Photo Credit: NASA/ Goddard/ University of Arizona
After grappling with the rugged reality of asteroid Bennu's surface, the US space agency has finally selected a sample collection site on asteroid Bennu.
The OSIRIS-Rex mission team selected the site designated "Nightingale" - located in a crater high in Bennu's northern hemisphere.
Since its arrival in December 2018, the OSIRIS-REx spacecraft has mapped the entire asteroid in order to identify the safest and most accessible spots for the spacecraft to collect a sample.
The team spent the past several months evaluating close-range data from four candidate sites in order to identify the best option for the sample collection, NASA said in a statement on Thursday.
"After thoroughly evaluating all four candidate sites, we made our final decision based on which site has the greatest amount of fine-grained material and how easily the spacecraft can access that material while keeping the spacecraft safe," said Dante Lauretta, OSIRIS-REx principal investigator at the University of Arizona in Tucson.
The site Nightingale is located in a northern crater 460 feet wide.
Nightingale's regolith - or rocky surface material - is dark, and images show that the crater is relatively smooth.
Because it is located so far north, temperatures in the region are lower than elsewhere on the asteroid and the surface material is well-preserved.

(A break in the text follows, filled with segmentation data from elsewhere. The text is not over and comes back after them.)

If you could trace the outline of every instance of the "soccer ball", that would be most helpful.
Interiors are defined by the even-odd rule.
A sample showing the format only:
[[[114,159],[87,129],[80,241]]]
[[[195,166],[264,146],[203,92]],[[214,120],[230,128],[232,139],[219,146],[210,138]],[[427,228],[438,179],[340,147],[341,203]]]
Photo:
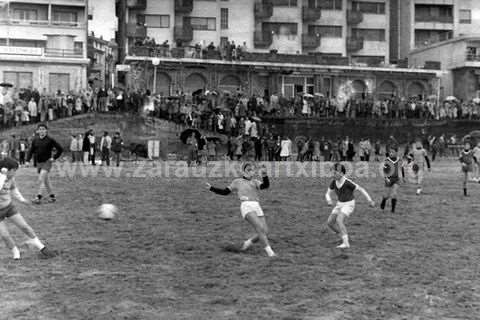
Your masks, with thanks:
[[[98,208],[98,217],[103,220],[112,220],[117,212],[118,209],[115,205],[104,203]]]

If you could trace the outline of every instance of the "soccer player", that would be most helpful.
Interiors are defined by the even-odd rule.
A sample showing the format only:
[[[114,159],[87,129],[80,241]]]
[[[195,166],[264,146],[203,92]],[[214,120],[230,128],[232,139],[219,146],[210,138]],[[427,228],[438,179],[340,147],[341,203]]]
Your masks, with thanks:
[[[413,178],[417,185],[416,193],[417,195],[420,195],[422,193],[425,164],[427,165],[428,171],[431,170],[427,150],[423,148],[420,141],[415,143],[415,146],[408,154],[407,159],[412,163]]]
[[[397,205],[398,182],[400,181],[400,171],[405,180],[405,171],[397,156],[398,149],[391,148],[383,164],[383,173],[385,177],[385,194],[382,198],[380,208],[385,209],[388,199],[392,199],[392,213],[395,212]]]
[[[341,249],[350,248],[347,228],[345,227],[344,220],[355,210],[354,192],[356,190],[360,191],[360,193],[362,193],[370,203],[370,206],[375,207],[375,202],[373,202],[367,191],[348,179],[345,174],[345,166],[341,163],[335,163],[333,165],[334,180],[330,183],[327,193],[325,194],[325,199],[327,200],[329,206],[333,205],[332,194],[335,193],[337,195],[337,204],[328,217],[327,224],[329,228],[333,230],[333,232],[340,234],[342,243],[338,245],[337,248]]]
[[[52,169],[53,162],[62,154],[63,148],[57,141],[47,135],[47,126],[45,124],[39,124],[37,126],[37,134],[38,137],[33,139],[27,155],[27,162],[29,162],[32,158],[32,155],[35,154],[37,160],[37,171],[39,173],[38,193],[36,198],[33,200],[33,203],[42,203],[43,189],[46,189],[47,193],[50,195],[48,202],[55,202],[57,199],[55,198],[55,194],[52,192],[48,173]],[[53,154],[53,149],[56,150],[55,154]]]
[[[254,179],[254,166],[252,163],[246,163],[243,165],[243,177],[237,178],[232,183],[224,188],[215,188],[207,183],[207,188],[220,195],[229,195],[232,191],[236,192],[240,198],[240,213],[243,219],[247,220],[256,231],[256,235],[249,238],[243,243],[241,251],[245,251],[252,246],[253,243],[260,241],[265,248],[265,251],[269,257],[275,257],[270,243],[268,242],[267,233],[268,227],[263,214],[262,208],[259,204],[258,190],[267,189],[270,186],[265,168],[262,167],[260,174],[262,175],[262,182]]]
[[[37,248],[43,258],[55,257],[57,253],[45,247],[38,239],[35,231],[28,225],[22,215],[18,213],[15,205],[12,203],[12,195],[20,202],[29,203],[20,193],[15,183],[15,173],[18,167],[18,162],[12,158],[0,160],[0,236],[12,251],[13,259],[20,259],[20,250],[15,245],[15,241],[10,235],[7,224],[5,223],[5,219],[8,218],[17,228],[27,235],[29,240],[27,240],[26,243]]]
[[[473,171],[474,163],[478,164],[478,159],[475,157],[474,151],[471,149],[470,142],[465,142],[464,149],[460,153],[459,160],[462,164],[463,172],[463,195],[467,197],[468,173]]]

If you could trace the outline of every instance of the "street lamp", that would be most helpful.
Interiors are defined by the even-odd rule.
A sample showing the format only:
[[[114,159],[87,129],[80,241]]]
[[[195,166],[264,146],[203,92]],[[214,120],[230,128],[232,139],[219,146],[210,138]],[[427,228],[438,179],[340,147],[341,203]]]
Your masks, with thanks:
[[[152,93],[157,91],[157,66],[160,64],[159,58],[152,58],[153,64],[153,89]]]

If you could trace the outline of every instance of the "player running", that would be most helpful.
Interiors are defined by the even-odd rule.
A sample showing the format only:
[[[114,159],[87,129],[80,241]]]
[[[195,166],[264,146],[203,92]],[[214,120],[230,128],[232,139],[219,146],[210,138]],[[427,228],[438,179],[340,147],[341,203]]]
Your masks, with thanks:
[[[398,183],[400,181],[400,171],[402,172],[402,178],[405,180],[405,171],[397,156],[398,150],[391,148],[385,162],[383,164],[383,174],[385,177],[385,194],[382,198],[380,208],[385,209],[388,199],[392,199],[392,213],[395,212],[397,205],[397,193]]]
[[[53,162],[62,154],[63,148],[57,141],[47,135],[47,126],[45,124],[39,124],[37,126],[37,134],[38,137],[33,139],[27,155],[27,162],[30,161],[32,156],[35,156],[35,159],[37,160],[39,186],[37,196],[33,200],[33,203],[42,203],[43,189],[46,189],[47,193],[50,195],[48,201],[55,202],[57,198],[55,198],[55,194],[52,192],[48,174],[52,169]],[[54,155],[52,153],[53,149],[56,150]]]
[[[0,160],[0,236],[7,247],[12,251],[13,259],[20,259],[20,250],[10,235],[5,219],[17,226],[29,240],[27,244],[32,245],[40,251],[41,257],[52,258],[57,255],[55,251],[51,251],[38,239],[35,231],[28,225],[20,213],[18,213],[15,205],[12,203],[12,195],[23,203],[29,203],[18,190],[15,183],[15,173],[18,169],[18,162],[12,158],[4,158]]]
[[[425,164],[427,165],[428,171],[431,171],[427,150],[423,148],[420,141],[415,143],[415,146],[408,154],[407,159],[412,164],[413,179],[417,185],[416,193],[417,195],[420,195],[422,193],[423,178],[425,176]]]
[[[337,204],[333,208],[332,213],[328,217],[327,224],[330,229],[333,230],[336,234],[340,234],[342,238],[342,243],[337,246],[337,248],[346,249],[350,248],[350,243],[348,241],[347,228],[345,227],[344,220],[349,217],[355,210],[355,197],[354,192],[356,190],[360,191],[363,196],[370,203],[371,207],[375,206],[370,195],[360,187],[358,184],[354,183],[347,177],[345,177],[346,169],[345,166],[340,163],[335,163],[333,165],[333,178],[334,180],[330,183],[330,187],[325,194],[325,199],[329,206],[333,205],[332,194],[337,195]]]
[[[233,180],[228,187],[224,189],[215,188],[207,183],[207,188],[210,191],[223,196],[229,195],[232,193],[232,191],[237,192],[241,202],[240,213],[242,214],[243,219],[247,220],[257,232],[256,235],[247,239],[243,243],[241,251],[247,250],[252,246],[252,244],[260,240],[267,255],[269,257],[275,257],[276,254],[273,252],[267,238],[267,222],[262,208],[260,207],[258,196],[258,190],[267,189],[270,186],[270,181],[268,179],[266,170],[264,167],[262,167],[260,170],[260,174],[262,176],[262,182],[260,182],[259,180],[253,178],[255,174],[253,164],[246,163],[243,165],[242,169],[243,177]]]
[[[475,157],[474,151],[471,149],[470,142],[465,142],[464,149],[460,153],[460,163],[462,164],[463,172],[463,195],[467,194],[468,173],[473,171],[473,165],[478,164],[478,159]]]

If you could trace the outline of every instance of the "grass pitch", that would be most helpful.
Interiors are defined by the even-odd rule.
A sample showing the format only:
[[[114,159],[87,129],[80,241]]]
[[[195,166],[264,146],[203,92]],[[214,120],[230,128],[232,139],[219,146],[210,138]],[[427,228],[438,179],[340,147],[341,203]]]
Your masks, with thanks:
[[[230,250],[252,230],[207,179],[54,174],[57,203],[18,208],[61,255],[22,247],[13,261],[2,245],[0,319],[479,319],[480,185],[464,198],[458,163],[433,168],[424,195],[401,185],[395,214],[357,194],[346,251],[323,227],[329,179],[273,178],[261,204],[274,260]],[[17,176],[33,197],[34,169]],[[355,181],[380,201],[380,177]],[[115,220],[97,219],[101,203]]]

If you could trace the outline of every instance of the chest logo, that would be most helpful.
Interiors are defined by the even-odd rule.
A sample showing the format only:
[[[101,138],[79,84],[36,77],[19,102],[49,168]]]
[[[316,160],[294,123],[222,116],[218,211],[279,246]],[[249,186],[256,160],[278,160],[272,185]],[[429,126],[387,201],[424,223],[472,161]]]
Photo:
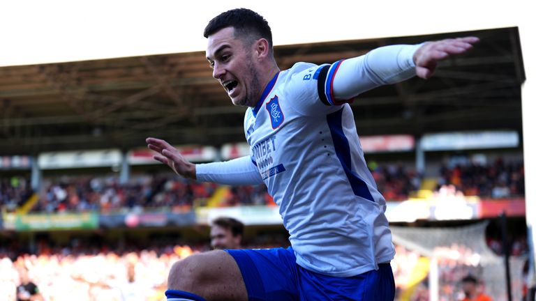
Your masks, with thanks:
[[[271,128],[275,130],[279,128],[279,125],[283,123],[283,121],[285,120],[285,116],[283,115],[283,111],[279,106],[279,98],[277,95],[274,96],[274,98],[266,103],[266,109],[268,110],[268,114],[270,115]]]

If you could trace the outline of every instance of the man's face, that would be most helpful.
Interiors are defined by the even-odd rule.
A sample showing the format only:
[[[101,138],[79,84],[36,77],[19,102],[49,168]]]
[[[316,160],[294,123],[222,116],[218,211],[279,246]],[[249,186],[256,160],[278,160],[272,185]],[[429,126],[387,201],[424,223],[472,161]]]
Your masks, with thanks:
[[[253,61],[254,45],[245,45],[226,27],[209,36],[207,59],[234,105],[255,107],[262,92]]]
[[[210,245],[213,249],[238,249],[240,236],[233,236],[230,229],[214,225],[210,229]]]

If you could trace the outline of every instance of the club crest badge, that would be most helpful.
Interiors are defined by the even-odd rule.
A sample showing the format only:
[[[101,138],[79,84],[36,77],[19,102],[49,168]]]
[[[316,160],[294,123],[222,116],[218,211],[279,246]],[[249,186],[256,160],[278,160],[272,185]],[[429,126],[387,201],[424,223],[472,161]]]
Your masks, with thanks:
[[[266,103],[266,109],[268,110],[268,114],[270,115],[271,128],[275,130],[279,128],[279,125],[283,123],[285,116],[283,115],[283,111],[279,106],[279,98],[277,95],[274,96],[274,98]]]

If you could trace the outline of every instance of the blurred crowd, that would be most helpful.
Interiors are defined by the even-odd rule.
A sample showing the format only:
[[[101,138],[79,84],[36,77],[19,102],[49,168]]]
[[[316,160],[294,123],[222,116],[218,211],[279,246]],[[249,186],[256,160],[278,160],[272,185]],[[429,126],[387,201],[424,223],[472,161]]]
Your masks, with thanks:
[[[255,240],[245,247],[288,245],[288,242],[281,242],[281,238],[278,242],[265,239],[267,240]],[[112,250],[103,245],[50,248],[43,243],[35,254],[15,254],[0,248],[0,300],[15,300],[17,286],[27,277],[47,301],[160,301],[165,300],[163,293],[171,265],[181,258],[209,249],[208,244],[156,243],[154,246],[144,249],[115,246]],[[430,258],[401,245],[396,245],[396,249],[392,267],[396,300],[428,300]],[[436,254],[438,258],[439,300],[459,300],[462,295],[460,281],[468,275],[483,278],[482,265],[463,245],[442,248]],[[502,265],[500,261],[499,263]],[[514,284],[514,288],[522,285],[516,280],[519,278],[514,277],[517,281]],[[499,277],[499,281],[503,279]],[[493,291],[493,283],[484,284],[483,288]]]
[[[401,164],[378,164],[368,167],[378,190],[387,201],[407,200],[420,188],[422,177]],[[525,194],[522,162],[506,163],[498,159],[492,164],[443,166],[436,192],[454,187],[464,196],[504,199]],[[33,193],[29,180],[22,177],[1,178],[0,206],[13,211]],[[217,191],[217,201],[210,201]],[[193,206],[271,206],[274,201],[265,185],[221,186],[198,183],[173,173],[136,175],[119,184],[117,175],[110,176],[63,176],[45,178],[31,210],[41,213],[66,211],[103,213],[121,210],[151,210],[158,208],[189,210]]]
[[[24,277],[45,300],[162,300],[171,265],[195,252],[174,246],[170,252],[143,250],[0,256],[0,300],[15,300]]]
[[[469,163],[440,169],[438,189],[454,185],[466,196],[504,199],[525,195],[523,162],[506,162],[498,158],[491,164]]]

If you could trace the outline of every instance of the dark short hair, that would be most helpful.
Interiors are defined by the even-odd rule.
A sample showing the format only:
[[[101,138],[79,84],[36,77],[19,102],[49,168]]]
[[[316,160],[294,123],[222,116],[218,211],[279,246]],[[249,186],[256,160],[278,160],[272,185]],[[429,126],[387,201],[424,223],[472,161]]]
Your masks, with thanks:
[[[271,29],[268,22],[257,13],[247,8],[235,8],[222,13],[209,22],[203,36],[208,38],[226,27],[234,27],[236,36],[251,39],[250,43],[265,38],[271,51]]]
[[[473,284],[476,284],[477,283],[478,283],[478,280],[477,280],[477,278],[475,277],[475,276],[472,276],[471,275],[468,275],[464,277],[461,279],[461,282],[462,283],[472,283]]]
[[[232,217],[218,217],[212,221],[212,224],[231,231],[233,236],[244,236],[244,224]]]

The crater also is thought to be relatively young, and the regolith is freshly exposed.
This means the site would likely allow for a pristine sample of the asteroid, giving the team insight into Bennu's history.
The mission has also selected site Osprey as a backup sample collection site. The spacecraft has the capability to perform multiple sampling attempts, but any significant disturbance to Nightingale's surface would make it difficult to collect a sample from that area on a later attempt, making a backup site necessary.
In any situation where a follow-on attempt at Nightingale is not possible, the team will try to collect a sample from site Osprey instead.
"The team has adapted by employing a more accurate, though more complex, optical navigation technique to be able to get into these small areas. We'll also arm OSIRIS-REx with the capability to recognize if it is on course to touch a hazard within or adjacent to the site and wave-off before that happens," said Rich Burns, OSIRIS-REx project manager at NASA's Goddard Space Flight Center.
OSIRIS-REx sample collection is scheduled for the latter half of 2020, and the spacecraft will return the asteroid samples to Earth on September 24, 2023.